What’s been the hardest part of bringing Hipsterhood to the world so far?
Well, producing the shoots turned out to be way harder than I thought it would be. Now I know why everyone shoots web series in their apartments: one easy location.
I purposely decided to make every single episode happen in a different, public, location. Which meant there was no way I could do a traditional shoot with back to back shoot days because I was at the mercy of my locations. It actually took quite a while to get all the shoots done because no one’s schedules ever coincided, but I finally did!
The hardest part now is trying to get people to physically click on the video. There’s alot of support and positive feedback, but at the end of the day, if it’s not a cat video, people aren’t as motivated to click and watch and then come back for the next episode! I purposely made each episode under 3 minutes because I know from my own internet behavior that people aren’t as likely to watch something if they know it’s long.
When it comes to marketing and promoting, I know there are people who are getting paid really high salaries to figure out and implement the same things that I’m figuring out and implementing, and I have way fewer resources, so I’m just doing the most I possibly can and at the end of the day, it’s a learning experience for my next project.

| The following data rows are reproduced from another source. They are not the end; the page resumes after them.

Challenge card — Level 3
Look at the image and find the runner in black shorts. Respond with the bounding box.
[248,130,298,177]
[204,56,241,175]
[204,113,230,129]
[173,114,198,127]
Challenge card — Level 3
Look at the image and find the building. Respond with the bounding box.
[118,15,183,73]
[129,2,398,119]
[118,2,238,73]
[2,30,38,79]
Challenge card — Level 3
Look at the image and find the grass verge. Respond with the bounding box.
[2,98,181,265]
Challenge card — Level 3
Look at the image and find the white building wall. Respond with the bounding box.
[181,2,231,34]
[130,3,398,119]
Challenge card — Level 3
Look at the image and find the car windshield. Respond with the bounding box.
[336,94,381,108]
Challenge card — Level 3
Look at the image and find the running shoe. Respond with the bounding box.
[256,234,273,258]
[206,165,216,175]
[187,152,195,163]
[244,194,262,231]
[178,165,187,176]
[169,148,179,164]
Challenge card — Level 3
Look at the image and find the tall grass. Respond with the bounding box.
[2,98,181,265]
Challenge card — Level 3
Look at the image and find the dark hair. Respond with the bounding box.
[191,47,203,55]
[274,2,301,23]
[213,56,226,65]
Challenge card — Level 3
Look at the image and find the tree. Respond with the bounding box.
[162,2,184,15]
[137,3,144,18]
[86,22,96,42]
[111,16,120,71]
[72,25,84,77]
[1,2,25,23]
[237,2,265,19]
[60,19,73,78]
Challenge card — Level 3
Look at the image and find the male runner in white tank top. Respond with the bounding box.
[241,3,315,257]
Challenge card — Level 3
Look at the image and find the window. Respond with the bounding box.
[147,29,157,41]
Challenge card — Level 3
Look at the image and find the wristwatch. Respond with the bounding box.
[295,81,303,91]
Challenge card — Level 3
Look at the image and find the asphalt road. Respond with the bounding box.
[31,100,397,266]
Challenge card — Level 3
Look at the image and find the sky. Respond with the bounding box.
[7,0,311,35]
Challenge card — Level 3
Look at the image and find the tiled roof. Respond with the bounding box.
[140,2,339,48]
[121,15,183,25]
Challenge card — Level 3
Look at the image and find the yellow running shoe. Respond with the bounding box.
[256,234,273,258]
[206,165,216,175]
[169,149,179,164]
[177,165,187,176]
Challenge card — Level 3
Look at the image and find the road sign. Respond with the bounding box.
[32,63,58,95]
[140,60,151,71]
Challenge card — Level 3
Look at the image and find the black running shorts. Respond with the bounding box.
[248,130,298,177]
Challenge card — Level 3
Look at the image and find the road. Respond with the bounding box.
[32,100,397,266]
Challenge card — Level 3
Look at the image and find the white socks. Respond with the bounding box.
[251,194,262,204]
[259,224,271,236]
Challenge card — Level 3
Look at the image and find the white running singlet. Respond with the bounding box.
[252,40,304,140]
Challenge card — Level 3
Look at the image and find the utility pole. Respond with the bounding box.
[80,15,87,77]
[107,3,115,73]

What do you do when you’re not reflecting on the awkward joys of hipster love for the internet?
Hiking. I got into it about a year ago, and LA is such a great place to go hiking, I got hooked. I am now one of those people who eagerly looks forward to 7:00am hikes on Saturday morning. My husband thinks I’m crazy (as do most of the people reading this, I’m sure) but hiking really helps de-clutter my mind of all the hipster nonsense I constantly think about as I’m trying to promote the series, so it’s a great re-set button for me.
Of course I do things like watch TV, have non-hipster related conversations on Facebook with friends, and occasionally talk to my parents on an actual phone. My day job is freelance editing, so sometimes I have a lot of time, and sometimes I have none, it just depends.
Now fess up: Would you call yourself a hipster, ironically?
(Sigh). Yeah. I guess so. At the end of the day, you live in one place long enough, it does change you. So anyone who is thinking about moving into the Silver Lake area but does not consider themselves a hipster: beware!! It’s inevitable. It even happened to my husband, and he was pretty much the opposite of a hipster when he moved into the ‘hood. Now he’s so into obscure music and skinny jeans that he’s even more hipster than me!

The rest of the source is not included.